The Village at the Edge of the World
Brevig Mission sits on the southern shore of the Seward Peninsula in western Alaska, roughly forty miles northeast of Nome, fronting the Bering Strait. In 1918 it was known as Teller Mission, named for U.S. Senator Henry Teller. The village had been established in the 1890s around a Lutheran mission and a reindeer herding program. Its population was Inupiat, the indigenous people of coastal Alaska and the Bering Strait region, who had lived along this coast for thousands of years. In November 1918, about eighty people called it home.
The nearest significant settlement was Nome, some forty miles by sea. Nome had grown explosively during the gold rush that began in 1899, and by 1918 it was still a busy supply hub with steamship connections to the outside world. Teller Mission depended on Nome for trade goods and mail. What Nome had in November 1918, Teller Mission would have within days of the next boat arriving.

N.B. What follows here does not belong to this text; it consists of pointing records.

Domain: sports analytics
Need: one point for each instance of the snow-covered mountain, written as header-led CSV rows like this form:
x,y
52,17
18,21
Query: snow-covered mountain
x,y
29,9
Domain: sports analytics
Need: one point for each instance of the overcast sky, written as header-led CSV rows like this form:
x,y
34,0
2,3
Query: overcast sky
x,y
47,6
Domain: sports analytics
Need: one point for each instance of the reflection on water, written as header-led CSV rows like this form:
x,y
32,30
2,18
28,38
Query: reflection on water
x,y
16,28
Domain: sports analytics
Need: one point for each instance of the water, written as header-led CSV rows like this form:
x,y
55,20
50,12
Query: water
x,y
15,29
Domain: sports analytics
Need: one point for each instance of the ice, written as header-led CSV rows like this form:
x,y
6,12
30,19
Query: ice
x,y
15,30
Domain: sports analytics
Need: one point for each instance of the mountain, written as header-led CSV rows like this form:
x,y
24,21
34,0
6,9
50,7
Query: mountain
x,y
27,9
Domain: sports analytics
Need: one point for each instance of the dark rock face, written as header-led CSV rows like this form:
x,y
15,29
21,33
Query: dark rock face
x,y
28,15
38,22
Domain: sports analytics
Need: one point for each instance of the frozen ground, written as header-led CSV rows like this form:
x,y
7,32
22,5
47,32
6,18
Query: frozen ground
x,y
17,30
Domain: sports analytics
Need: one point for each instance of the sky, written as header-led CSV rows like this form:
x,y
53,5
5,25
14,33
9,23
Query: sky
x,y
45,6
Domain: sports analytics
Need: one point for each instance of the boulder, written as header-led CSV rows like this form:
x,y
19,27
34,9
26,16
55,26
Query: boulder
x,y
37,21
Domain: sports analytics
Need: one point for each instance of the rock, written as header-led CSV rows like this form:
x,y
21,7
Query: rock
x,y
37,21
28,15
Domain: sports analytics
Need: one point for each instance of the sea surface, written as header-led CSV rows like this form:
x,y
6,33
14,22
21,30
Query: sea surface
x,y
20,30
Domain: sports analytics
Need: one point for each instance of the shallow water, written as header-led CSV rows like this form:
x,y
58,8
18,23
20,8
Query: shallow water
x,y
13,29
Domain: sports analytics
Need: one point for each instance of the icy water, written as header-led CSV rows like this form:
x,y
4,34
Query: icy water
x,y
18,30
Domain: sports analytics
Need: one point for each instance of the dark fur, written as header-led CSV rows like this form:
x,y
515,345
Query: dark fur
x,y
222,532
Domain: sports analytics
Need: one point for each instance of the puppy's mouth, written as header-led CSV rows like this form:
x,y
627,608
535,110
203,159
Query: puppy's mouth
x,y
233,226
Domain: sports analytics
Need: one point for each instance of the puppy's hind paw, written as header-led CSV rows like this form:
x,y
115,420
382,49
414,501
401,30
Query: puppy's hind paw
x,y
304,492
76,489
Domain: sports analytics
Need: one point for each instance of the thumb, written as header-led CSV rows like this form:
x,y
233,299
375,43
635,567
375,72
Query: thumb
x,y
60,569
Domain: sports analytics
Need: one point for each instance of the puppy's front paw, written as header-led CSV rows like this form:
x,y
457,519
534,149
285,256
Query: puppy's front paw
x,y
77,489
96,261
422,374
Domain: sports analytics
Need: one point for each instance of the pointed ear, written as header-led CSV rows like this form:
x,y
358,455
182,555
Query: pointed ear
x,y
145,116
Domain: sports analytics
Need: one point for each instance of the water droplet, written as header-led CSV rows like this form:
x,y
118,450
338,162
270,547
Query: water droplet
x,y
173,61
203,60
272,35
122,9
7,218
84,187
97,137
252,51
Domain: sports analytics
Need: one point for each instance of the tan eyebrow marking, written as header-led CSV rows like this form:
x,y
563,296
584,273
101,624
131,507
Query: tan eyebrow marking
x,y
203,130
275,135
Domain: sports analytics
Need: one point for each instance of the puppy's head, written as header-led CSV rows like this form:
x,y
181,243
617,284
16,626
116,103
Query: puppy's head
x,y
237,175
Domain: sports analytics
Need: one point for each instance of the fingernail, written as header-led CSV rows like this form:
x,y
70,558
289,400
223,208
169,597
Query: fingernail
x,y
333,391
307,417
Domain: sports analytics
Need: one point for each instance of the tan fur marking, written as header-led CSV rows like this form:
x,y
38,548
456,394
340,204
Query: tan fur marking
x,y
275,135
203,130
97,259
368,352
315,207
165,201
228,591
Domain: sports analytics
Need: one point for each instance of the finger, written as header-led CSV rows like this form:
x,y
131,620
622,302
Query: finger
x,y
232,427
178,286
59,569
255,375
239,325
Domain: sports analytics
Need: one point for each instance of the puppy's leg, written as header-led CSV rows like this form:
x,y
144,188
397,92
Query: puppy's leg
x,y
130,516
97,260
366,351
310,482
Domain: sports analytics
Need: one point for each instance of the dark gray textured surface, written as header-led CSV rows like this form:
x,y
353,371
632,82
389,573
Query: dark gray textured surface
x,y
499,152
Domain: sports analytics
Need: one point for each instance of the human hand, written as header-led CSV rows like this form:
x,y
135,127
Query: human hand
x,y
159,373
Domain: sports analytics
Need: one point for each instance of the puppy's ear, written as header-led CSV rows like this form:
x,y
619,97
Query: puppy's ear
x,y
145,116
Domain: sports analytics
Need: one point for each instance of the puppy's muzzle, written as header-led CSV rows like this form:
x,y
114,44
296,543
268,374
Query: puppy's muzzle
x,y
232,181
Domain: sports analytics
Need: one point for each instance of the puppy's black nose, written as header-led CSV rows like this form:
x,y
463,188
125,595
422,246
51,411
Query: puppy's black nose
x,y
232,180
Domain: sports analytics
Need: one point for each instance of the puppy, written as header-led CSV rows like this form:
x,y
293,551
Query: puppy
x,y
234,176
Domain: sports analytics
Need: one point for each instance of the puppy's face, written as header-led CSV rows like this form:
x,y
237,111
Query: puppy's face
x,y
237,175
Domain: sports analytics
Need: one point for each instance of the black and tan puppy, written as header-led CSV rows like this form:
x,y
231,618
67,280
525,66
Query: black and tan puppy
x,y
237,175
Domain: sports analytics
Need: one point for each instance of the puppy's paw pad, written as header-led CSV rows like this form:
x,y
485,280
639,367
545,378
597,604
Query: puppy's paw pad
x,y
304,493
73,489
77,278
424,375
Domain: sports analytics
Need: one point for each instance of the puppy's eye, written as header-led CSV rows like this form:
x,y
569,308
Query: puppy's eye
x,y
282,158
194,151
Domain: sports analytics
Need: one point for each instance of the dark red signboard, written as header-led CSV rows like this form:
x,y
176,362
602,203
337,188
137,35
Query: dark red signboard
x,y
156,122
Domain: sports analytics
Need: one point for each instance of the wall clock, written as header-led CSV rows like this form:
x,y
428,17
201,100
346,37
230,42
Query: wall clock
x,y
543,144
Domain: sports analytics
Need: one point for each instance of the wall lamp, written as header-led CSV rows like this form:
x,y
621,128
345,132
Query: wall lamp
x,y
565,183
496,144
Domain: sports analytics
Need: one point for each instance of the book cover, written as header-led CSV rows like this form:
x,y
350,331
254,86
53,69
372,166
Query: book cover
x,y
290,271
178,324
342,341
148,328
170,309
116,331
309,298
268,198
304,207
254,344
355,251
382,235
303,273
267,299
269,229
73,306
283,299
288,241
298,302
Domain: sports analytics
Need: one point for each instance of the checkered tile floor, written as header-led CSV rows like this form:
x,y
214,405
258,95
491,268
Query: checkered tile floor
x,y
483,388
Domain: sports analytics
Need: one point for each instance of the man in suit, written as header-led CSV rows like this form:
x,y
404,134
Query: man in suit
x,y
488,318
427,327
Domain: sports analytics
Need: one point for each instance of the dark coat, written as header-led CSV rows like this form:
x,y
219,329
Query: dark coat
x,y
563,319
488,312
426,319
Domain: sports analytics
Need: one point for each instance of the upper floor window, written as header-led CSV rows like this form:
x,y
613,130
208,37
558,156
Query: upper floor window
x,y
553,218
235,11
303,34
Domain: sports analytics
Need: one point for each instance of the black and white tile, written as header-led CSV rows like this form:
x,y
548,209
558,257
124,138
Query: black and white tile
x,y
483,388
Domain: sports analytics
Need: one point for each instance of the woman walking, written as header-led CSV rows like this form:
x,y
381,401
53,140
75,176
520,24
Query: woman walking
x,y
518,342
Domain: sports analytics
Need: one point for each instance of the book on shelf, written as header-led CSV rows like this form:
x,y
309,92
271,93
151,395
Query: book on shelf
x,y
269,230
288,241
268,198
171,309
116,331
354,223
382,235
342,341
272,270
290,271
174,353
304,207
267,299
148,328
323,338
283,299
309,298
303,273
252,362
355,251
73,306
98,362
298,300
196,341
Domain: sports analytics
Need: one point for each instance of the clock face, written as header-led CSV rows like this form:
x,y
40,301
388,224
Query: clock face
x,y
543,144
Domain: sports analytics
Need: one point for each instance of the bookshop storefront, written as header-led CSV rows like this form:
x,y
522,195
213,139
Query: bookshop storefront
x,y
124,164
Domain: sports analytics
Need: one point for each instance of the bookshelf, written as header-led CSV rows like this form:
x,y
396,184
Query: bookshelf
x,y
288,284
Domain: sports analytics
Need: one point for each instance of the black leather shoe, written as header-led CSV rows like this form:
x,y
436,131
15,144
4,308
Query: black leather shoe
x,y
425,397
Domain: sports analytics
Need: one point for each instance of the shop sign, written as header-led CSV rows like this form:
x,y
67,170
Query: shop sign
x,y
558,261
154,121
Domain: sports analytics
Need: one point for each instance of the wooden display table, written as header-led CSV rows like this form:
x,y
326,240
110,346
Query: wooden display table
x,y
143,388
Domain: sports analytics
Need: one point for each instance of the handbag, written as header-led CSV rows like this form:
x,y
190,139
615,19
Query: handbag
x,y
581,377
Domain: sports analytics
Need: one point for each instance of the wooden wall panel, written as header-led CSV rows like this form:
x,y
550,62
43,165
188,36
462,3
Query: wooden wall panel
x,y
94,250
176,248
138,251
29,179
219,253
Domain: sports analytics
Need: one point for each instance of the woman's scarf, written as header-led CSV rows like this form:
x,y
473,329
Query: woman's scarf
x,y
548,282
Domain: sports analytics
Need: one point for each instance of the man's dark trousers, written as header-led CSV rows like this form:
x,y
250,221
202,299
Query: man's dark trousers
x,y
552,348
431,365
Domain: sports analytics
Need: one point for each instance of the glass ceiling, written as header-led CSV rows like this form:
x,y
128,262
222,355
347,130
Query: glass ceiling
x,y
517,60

The Reverend Tollef Larson Brevig, the Norwegian Lutheran missionary after whom the village would eventually be renamed, had arrived in 1894. He and his wife Julia stayed for years, learning the Inupiat language and documenting village life. By 1918, Brevig himself had long since returned to the United States. The mission continued under new leadership. The village was quiet. The world war was ending. And somewhere in the shipping chain connecting Nome to the outside world, the influenza was moving.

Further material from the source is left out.